This is me, Josh. I've been taking a break on the Tale because I have to work on something important. Nione demands it. I'm sorry.
Instead I offer this: My own inane, stream-of-consciousness babble. I hope it pleases you.
In opera and symphony, the overture is a well-understood part of the narrative formula. It's an encapsulation of the piece as a whole, a way to set the tone, a way to establish the major themes, and a way to foreshadow. The overture does what I like story elements to do - accomplishes many things at once.
So let's think about the overture in cinema. Unlike in music, the overture is rarely explicitly branded as such. But a quick search of my mental archives suggest that there are few, if any, great movies without one. Star Wars has its opening crawl, Raiders has its first mini-treasure. Jaws has one of the simplest and coolest overtures ever. Even The Saddest Music in the World, a crazy-man movie by crazy-man Guy Maddin, has an extensive overture in the form of a strange medicine man that the main character visits.
I think it's this beat that makes circular-structure movies so popular - No idea how to start your movie? Why not give away the end! Almost by default, then, most of the functions of the overture are fulfilled - the tone is set, plot events are (heavy-handedly) foreshadowed. The only thing we lose is the innate tension of wondering what will happen next - which, unfortunately, for many is the whole point of watching a movie in the first place.
Repeat after me: Secrets must be kept. If your audience knows everything that happens before, after, and during the time the story takes place, why would they keep watching? Even at the end, when everything is resolved into a tidy package, there has to be an open question: What will happen next?
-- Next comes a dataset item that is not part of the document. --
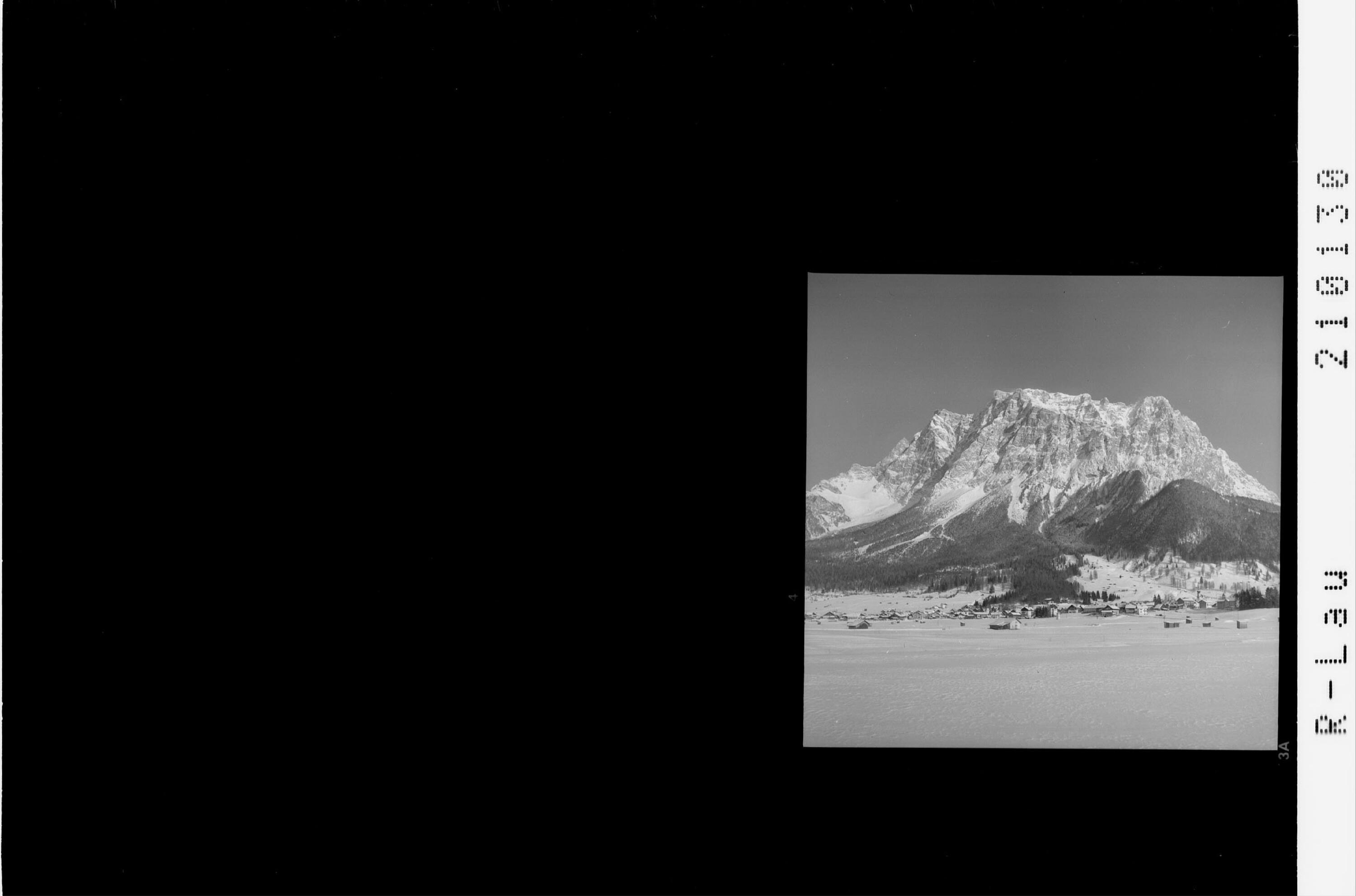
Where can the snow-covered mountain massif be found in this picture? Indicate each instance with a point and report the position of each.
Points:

That's why those painfully obvious "setting up the sequel" moments are so annoying to me. If I don't see Freddy come back, it's an open question whether they really killed him. If I see him, and he's okay, then there's no reason to consider the movie any further. No reason to watch it again.
Anyway. Overtures. Raising a question without implying an easy answer. They're important, and scary, and hard, and I think I just found mine while I was typing.
Thank you for listening.
I'll try to reward your patience soon.